Facebook, la chute d’un empire ?

Facebook, la chute d’un empire ?

Facebook, la chute d’un empire ?
Le fondateur de Facebook, Mark Zuckerberg, a perdu près de 7,2 milliards de dollars en une journée, après que plusieurs entreprises ont décidé de ne plus investir dans le réseau social pour y faire leur publicité. Les actions de la société ont donc chuté le 26 juin de 8,3%.

De grandes marques ont-elles réussi là où avaient échoué de nombreux gouvernements ? Ces derniers jours, plusieurs grandes entreprises ont suspendu leurs budgets publicitaires sur le réseau social Facebook pour l'obliger à mieux lutter contre les propos racistes ou haineux.

Cette mesure a fait chuter la fortune de Mark Zuckerberg à 82,3 milliards de dollars, selon le « Bloomberg Billionaires Index », et fait passer le PDG de Facebook à la quatrième place sur la liste des personnes les plus riches du monde, derrière Bernard Arnault, Jeff Bezos et Bill Gates.

Plusieurs sociétés ont suspendu la diffusion de leurs spots publicitaires sur le réseau social, jugeant que Facebook n'avait pas suffisamment contrôlé les discours haineux et la désinformation sur la plateforme dans le cadre de la vague de manifestations qui déferle sur de nombreuses villes.

La semaine dernière, des associations américaines de défense des droits civils, dont la très puissante Association nationale pour la promotion des gens de couleurs (la National Association for the Advancement of colored people, ou NAACP), ont appelé les entreprises à ne pas faire de publicité sur Facebook pendant un mois.

Cette campagne de boycott, baptisée « Stop hate for profit », « Non à la haine pour les profits », pointe du doigt les 70 milliards de revenus publicitaires engrangés par Facebook. Ces associations ont renouvelé leurs inquiétudes sur les maigres efforts faits par le géant pour bloquer les contenus racistes ou incitant à la violence.

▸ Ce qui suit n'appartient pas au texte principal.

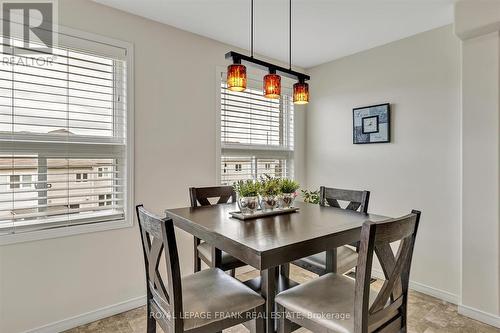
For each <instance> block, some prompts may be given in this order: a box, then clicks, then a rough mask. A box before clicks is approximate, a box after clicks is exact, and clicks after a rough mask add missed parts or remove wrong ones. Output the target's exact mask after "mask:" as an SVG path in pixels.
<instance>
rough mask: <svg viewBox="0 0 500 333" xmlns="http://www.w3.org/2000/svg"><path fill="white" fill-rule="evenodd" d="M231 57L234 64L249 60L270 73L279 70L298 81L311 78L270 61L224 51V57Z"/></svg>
mask: <svg viewBox="0 0 500 333" xmlns="http://www.w3.org/2000/svg"><path fill="white" fill-rule="evenodd" d="M231 58H232V59H233V63H235V64H241V62H242V61H245V62H249V63H251V64H253V65H255V66H256V67H259V68H261V69H264V70H266V69H267V70H269V72H270V73H273V72H274V73H277V72H279V73H281V75H283V76H286V77H289V78H292V79H296V80H298V81H300V82H305V81H308V80H310V79H311V77H310V76H309V75H306V74H304V73H299V72H296V71H294V70H292V69H290V68H285V67H281V66H277V65H274V64H271V63H270V62H267V61H263V60H259V59H256V58H254V57H249V56H246V55H244V54H241V53H238V52H234V51H230V52H228V53H226V59H231Z"/></svg>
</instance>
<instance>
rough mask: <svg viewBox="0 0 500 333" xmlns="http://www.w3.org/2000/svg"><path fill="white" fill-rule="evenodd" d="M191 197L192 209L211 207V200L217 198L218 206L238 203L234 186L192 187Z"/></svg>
mask: <svg viewBox="0 0 500 333" xmlns="http://www.w3.org/2000/svg"><path fill="white" fill-rule="evenodd" d="M189 197H190V199H191V207H197V206H198V205H200V206H210V205H212V203H211V202H210V200H209V199H213V198H216V199H217V202H216V204H217V205H218V204H223V203H228V202H229V201H230V200H231V202H235V201H236V192H235V191H234V188H233V187H232V186H211V187H190V188H189Z"/></svg>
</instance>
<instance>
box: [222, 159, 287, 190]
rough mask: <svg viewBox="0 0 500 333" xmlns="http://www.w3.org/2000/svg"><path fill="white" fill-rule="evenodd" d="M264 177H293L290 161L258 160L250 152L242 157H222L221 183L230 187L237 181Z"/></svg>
mask: <svg viewBox="0 0 500 333" xmlns="http://www.w3.org/2000/svg"><path fill="white" fill-rule="evenodd" d="M265 175H268V176H271V177H277V178H285V177H289V178H291V177H293V163H292V162H291V160H290V159H274V158H258V157H256V156H252V153H251V152H248V155H246V156H245V155H243V156H222V158H221V182H222V184H224V185H232V184H234V183H235V182H237V181H238V180H245V179H260V178H261V177H264V176H265Z"/></svg>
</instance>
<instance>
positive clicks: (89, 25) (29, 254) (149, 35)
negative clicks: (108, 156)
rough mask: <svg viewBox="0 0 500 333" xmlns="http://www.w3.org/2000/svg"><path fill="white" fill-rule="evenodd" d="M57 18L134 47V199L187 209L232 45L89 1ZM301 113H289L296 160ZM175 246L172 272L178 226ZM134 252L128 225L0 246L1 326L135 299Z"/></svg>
mask: <svg viewBox="0 0 500 333" xmlns="http://www.w3.org/2000/svg"><path fill="white" fill-rule="evenodd" d="M59 16H60V18H59V23H60V24H61V25H64V26H68V27H71V28H75V29H80V30H83V31H88V32H92V33H97V34H101V35H104V36H109V37H112V38H116V39H121V40H125V41H130V42H132V43H134V45H135V135H136V137H135V146H136V147H135V149H136V150H135V184H136V186H135V187H136V193H135V199H136V202H137V203H144V204H145V205H146V207H147V208H149V209H151V210H153V211H155V212H157V213H158V214H163V210H164V209H165V208H167V207H178V206H185V205H188V204H189V200H188V193H187V189H188V186H193V185H194V186H201V185H213V184H214V182H215V179H216V167H217V163H216V157H215V156H216V152H215V149H216V148H215V147H216V120H215V119H216V116H215V115H216V113H215V105H216V96H215V92H216V86H215V85H216V75H215V71H216V66H222V67H224V66H226V65H227V63H226V62H225V60H224V54H225V53H226V52H227V51H229V50H230V49H232V47H230V46H228V45H224V44H221V43H218V42H215V41H213V40H210V39H207V38H204V37H200V36H197V35H194V34H191V33H188V32H184V31H181V30H178V29H175V28H172V27H168V26H165V25H162V24H159V23H155V22H152V21H149V20H146V19H142V18H139V17H136V16H133V15H130V14H126V13H124V12H120V11H117V10H115V9H111V8H108V7H104V6H102V5H99V4H96V3H94V2H91V1H83V0H71V1H69V0H65V1H59ZM304 117H305V115H304V112H302V111H301V110H297V124H298V126H299V127H298V128H297V136H296V140H297V143H296V149H297V154H298V156H302V155H301V154H303V152H302V150H303V144H302V143H303V142H304V138H303V135H304V129H303V126H304V125H303V124H304V122H305V121H304ZM301 167H303V165H300V164H299V165H297V166H296V171H297V174H298V175H299V176H300V175H302V174H303V170H301ZM299 180H300V178H299ZM178 244H179V251H180V253H181V268H182V269H183V272H184V273H187V272H191V271H192V238H191V237H189V236H188V235H186V234H184V233H182V232H179V234H178ZM141 251H142V250H141V246H140V239H139V232H138V230H137V226H134V227H133V228H127V229H121V230H115V231H107V232H99V233H93V234H83V235H78V236H72V237H64V238H57V239H48V240H43V241H35V242H28V243H20V244H14V245H9V246H4V247H0V277H1V278H2V281H0V295H1V298H0V311H1V312H0V332H2V333H3V332H5V333H16V332H22V331H25V330H30V329H35V328H37V327H41V326H43V325H47V324H51V323H54V322H57V321H61V320H65V319H67V318H70V317H72V316H79V315H81V314H85V313H87V312H92V311H95V310H97V309H101V308H105V307H108V306H110V305H114V304H118V303H121V302H127V301H132V302H130V303H126V304H125V305H123V306H124V307H126V306H127V304H137V303H138V302H140V300H141V297H142V296H143V295H145V289H144V286H145V282H144V268H143V262H142V252H141ZM134 302H135V303H134ZM122 308H123V307H122ZM106 311H108V310H105V311H104V312H102V313H105V314H109V311H108V312H106ZM76 320H78V319H76ZM64 325H65V322H63V323H62V324H61V326H59V327H64ZM54 330H55V329H54V328H50V327H49V328H47V331H49V332H53V331H54ZM36 331H37V332H39V331H38V330H36Z"/></svg>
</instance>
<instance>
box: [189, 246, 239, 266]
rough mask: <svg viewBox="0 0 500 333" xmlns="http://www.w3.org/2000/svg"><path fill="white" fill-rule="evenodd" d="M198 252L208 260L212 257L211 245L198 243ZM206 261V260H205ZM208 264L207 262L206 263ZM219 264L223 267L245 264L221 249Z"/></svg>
mask: <svg viewBox="0 0 500 333" xmlns="http://www.w3.org/2000/svg"><path fill="white" fill-rule="evenodd" d="M198 252H199V253H200V254H201V255H202V256H203V257H205V258H206V260H207V261H210V259H211V258H212V245H210V244H208V243H206V242H202V243H201V244H200V245H198ZM206 263H207V262H206ZM207 264H208V263H207ZM221 264H222V266H223V267H224V266H225V267H227V266H231V267H241V266H245V265H246V264H245V263H244V262H242V261H240V260H238V259H236V258H235V257H233V256H232V255H230V254H227V253H226V252H224V251H222V258H221Z"/></svg>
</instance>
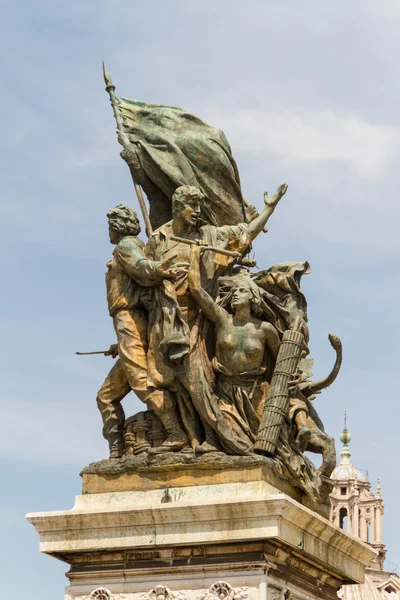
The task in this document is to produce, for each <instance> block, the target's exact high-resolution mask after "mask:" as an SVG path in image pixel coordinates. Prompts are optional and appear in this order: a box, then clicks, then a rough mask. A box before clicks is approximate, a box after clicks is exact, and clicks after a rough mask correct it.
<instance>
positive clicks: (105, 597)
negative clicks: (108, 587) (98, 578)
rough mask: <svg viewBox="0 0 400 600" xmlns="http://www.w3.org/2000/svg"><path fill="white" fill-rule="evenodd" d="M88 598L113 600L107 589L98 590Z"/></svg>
mask: <svg viewBox="0 0 400 600" xmlns="http://www.w3.org/2000/svg"><path fill="white" fill-rule="evenodd" d="M88 598H89V600H113V597H112V595H111V592H110V590H106V588H96V589H95V590H93V592H92V593H91V594H90V596H89V597H88Z"/></svg>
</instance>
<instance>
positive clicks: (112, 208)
mask: <svg viewBox="0 0 400 600" xmlns="http://www.w3.org/2000/svg"><path fill="white" fill-rule="evenodd" d="M107 218H108V233H109V236H110V242H111V244H118V242H119V241H120V240H121V239H122V238H123V237H126V236H128V235H132V236H136V235H139V233H140V223H139V219H138V217H137V214H136V212H135V211H134V210H133V208H130V207H129V206H123V205H122V204H117V206H115V207H114V208H112V209H111V210H110V211H109V212H108V213H107Z"/></svg>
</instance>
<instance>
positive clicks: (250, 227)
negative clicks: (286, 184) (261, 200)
mask: <svg viewBox="0 0 400 600" xmlns="http://www.w3.org/2000/svg"><path fill="white" fill-rule="evenodd" d="M286 190H287V185H286V184H285V183H284V184H282V185H280V186H279V187H278V189H277V190H276V192H275V194H274V195H273V196H271V197H269V196H268V194H267V192H265V193H264V203H265V208H264V210H263V211H262V212H261V213H260V214H259V215H258V217H256V218H255V219H253V221H251V222H250V223H249V228H248V230H247V231H248V234H249V236H250V237H251V239H252V240H254V239H255V238H256V237H257V236H258V234H259V233H260V232H261V231H262V230H263V229H264V227H265V225H266V224H267V221H268V219H269V218H270V216H271V215H272V213H273V212H274V210H275V208H276V205H277V204H278V202H279V200H280V199H281V198H282V196H284V195H285V194H286Z"/></svg>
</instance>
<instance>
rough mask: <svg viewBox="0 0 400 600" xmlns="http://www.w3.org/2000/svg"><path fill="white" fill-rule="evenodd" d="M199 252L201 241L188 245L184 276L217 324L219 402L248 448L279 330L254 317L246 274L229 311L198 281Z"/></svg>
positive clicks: (273, 361) (249, 286) (229, 426)
mask: <svg viewBox="0 0 400 600" xmlns="http://www.w3.org/2000/svg"><path fill="white" fill-rule="evenodd" d="M201 252H202V248H201V247H199V246H192V253H191V264H190V268H189V273H188V279H189V287H190V290H191V293H192V296H193V298H194V299H195V300H196V302H197V303H198V305H199V307H200V308H201V309H202V311H203V313H204V314H205V316H206V317H207V318H208V319H209V320H210V321H212V322H213V323H214V324H215V333H216V348H215V357H214V359H213V361H212V362H213V368H214V371H215V372H216V374H217V380H216V394H217V396H218V408H219V410H220V411H221V413H222V414H223V417H224V421H225V423H226V425H227V426H228V427H229V428H230V429H231V430H232V433H233V435H234V436H235V438H236V439H237V440H238V442H239V443H240V444H241V447H242V449H243V451H244V452H246V451H251V450H252V446H253V443H254V441H255V437H256V435H257V431H258V426H259V423H260V417H261V411H262V404H263V400H264V399H265V389H263V388H262V387H261V386H257V384H259V383H260V382H261V380H263V379H265V378H267V379H268V378H270V376H271V373H268V368H269V369H271V365H272V364H273V363H274V362H275V359H276V356H277V354H278V349H279V345H280V339H279V334H278V332H277V330H276V328H275V327H274V326H273V325H272V324H271V323H268V322H266V321H262V320H260V319H259V318H257V316H256V314H257V312H258V308H259V306H260V303H261V302H262V299H261V295H260V291H259V288H258V286H257V285H256V284H255V283H254V282H253V281H252V280H251V278H250V276H249V274H243V275H239V276H236V278H235V279H236V283H235V286H234V290H233V296H232V300H231V309H232V314H231V313H230V312H228V311H227V310H225V308H222V307H221V306H219V305H218V304H217V303H216V302H215V301H214V300H213V299H212V297H211V296H210V295H209V294H208V293H207V292H206V291H205V290H204V289H203V288H202V287H201V279H200V254H201ZM268 359H269V360H268ZM256 387H257V389H256ZM217 435H218V432H217ZM239 443H238V445H239Z"/></svg>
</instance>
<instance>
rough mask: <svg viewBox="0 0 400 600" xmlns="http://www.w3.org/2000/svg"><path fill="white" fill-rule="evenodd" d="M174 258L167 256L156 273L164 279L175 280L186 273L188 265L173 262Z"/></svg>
mask: <svg viewBox="0 0 400 600" xmlns="http://www.w3.org/2000/svg"><path fill="white" fill-rule="evenodd" d="M176 256H177V255H176V254H174V255H173V256H169V257H168V258H166V259H165V260H163V261H161V263H160V264H159V265H158V267H157V273H158V274H159V275H160V276H161V277H163V278H164V279H176V278H177V277H180V276H181V275H183V274H184V273H187V270H188V267H189V264H188V263H185V262H180V263H176V262H174V261H175V259H176Z"/></svg>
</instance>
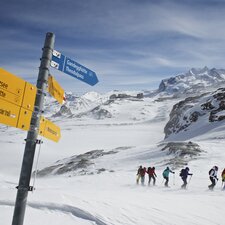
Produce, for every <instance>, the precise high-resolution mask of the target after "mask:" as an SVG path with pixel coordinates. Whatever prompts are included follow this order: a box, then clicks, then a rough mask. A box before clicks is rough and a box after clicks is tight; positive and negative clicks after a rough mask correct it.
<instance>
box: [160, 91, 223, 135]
mask: <svg viewBox="0 0 225 225" xmlns="http://www.w3.org/2000/svg"><path fill="white" fill-rule="evenodd" d="M203 116H204V117H205V120H206V123H207V122H209V123H212V122H215V121H222V120H224V119H225V88H220V89H218V90H216V91H214V92H212V93H205V94H202V95H200V96H196V97H189V98H186V99H185V100H183V101H180V102H178V103H177V104H175V105H174V106H173V109H172V111H171V112H170V120H169V121H168V123H167V124H166V126H165V128H164V132H165V138H167V137H169V136H170V135H171V134H174V133H179V132H180V131H186V130H187V129H188V128H189V127H190V126H191V125H193V124H194V123H197V122H198V120H199V118H200V117H203Z"/></svg>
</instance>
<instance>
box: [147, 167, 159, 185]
mask: <svg viewBox="0 0 225 225" xmlns="http://www.w3.org/2000/svg"><path fill="white" fill-rule="evenodd" d="M147 174H148V185H150V183H151V179H153V185H155V181H156V179H155V178H156V177H157V175H156V173H155V167H154V166H153V167H148V170H147Z"/></svg>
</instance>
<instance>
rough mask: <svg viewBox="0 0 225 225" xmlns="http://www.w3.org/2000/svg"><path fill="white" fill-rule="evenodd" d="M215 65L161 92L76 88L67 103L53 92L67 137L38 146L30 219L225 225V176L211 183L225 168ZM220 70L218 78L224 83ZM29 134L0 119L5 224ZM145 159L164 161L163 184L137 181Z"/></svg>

Un géant du marché de l’agroalimentaire, Coca-Cola, qui investit d’importantes sommes dans la publicité, a annoncé ce 26 juin qu'il suspendrait pendant au moins 30 jours toute promotion sur tous les réseaux sociaux parce qu'«il n'y a pas de place pour le racisme».

Le géant américain des télécoms Verizon et le spécialiste californien des vêtements techniques Patagonia ont répondu à l'appel de « Stop hate for profit ». Le mouvement a été rapidement relayé par l'humoriste Sacha Baron Cohen, qui a appelé d'autres entreprises à faire de même.

Unilever a annoncé interrompre ses campagnes publicitaires sur Facebook, Twitter et Instagram aux Etats-Unis jusqu'à la fin de l'année au moins.

Des milliards sont en jeu dans cette affaire, Coca-Cola a dépensé en 2019 4,24 Mds$ en publicité, dont un quart sur le numérique. Deuxième plus gros annonceur au monde après Procter & Gamble, Unilever dépense chaque année 7,7 milliards pour promouvoir ses produits et les réseaux sociaux consomment plus d'un quart de la part de ce budget dédiée aux supports digitaux. 

Après les annonces d'Unilever et Coca-Cola, la cotation chute en trois jours de 14 % et de près de 56 milliards pour l'entreprise. Rien que pour Mark Zuckerberg, la 8ème fortune mondiale selon le classement Forbes de l'année dernière, ce sont près de 7 de ses milliards qui se sont ainsi envolés.

Mark Zuckerberg a répondu qu’il comptait renforcer sa politique de contrôle des publications discriminatoires. Désormais, la plateforme retirera les publicités qui affirment que les personnes de certaines origines, ethnies, nationalités, genre ou orientation sexuelle représentent une menace pour la sécurité ou la santé des autres. Le réseau social pourra aussi ajouter des avertissements aux publications problématiques mais conservées pour la bonne information de tous.

Nous rappelons que ce n'est d'ailleurs pas la première fois que le réseau social est ciblé : depuis qu'a éclaté en 2018 le scandale des campagnes de manipulation de l'opinion publique pour l'élection américaine de 2016, la politique de laisser-faire de la plateforme aux deux milliards d'utilisateurs dans le monde est régulièrement pointée du doigt.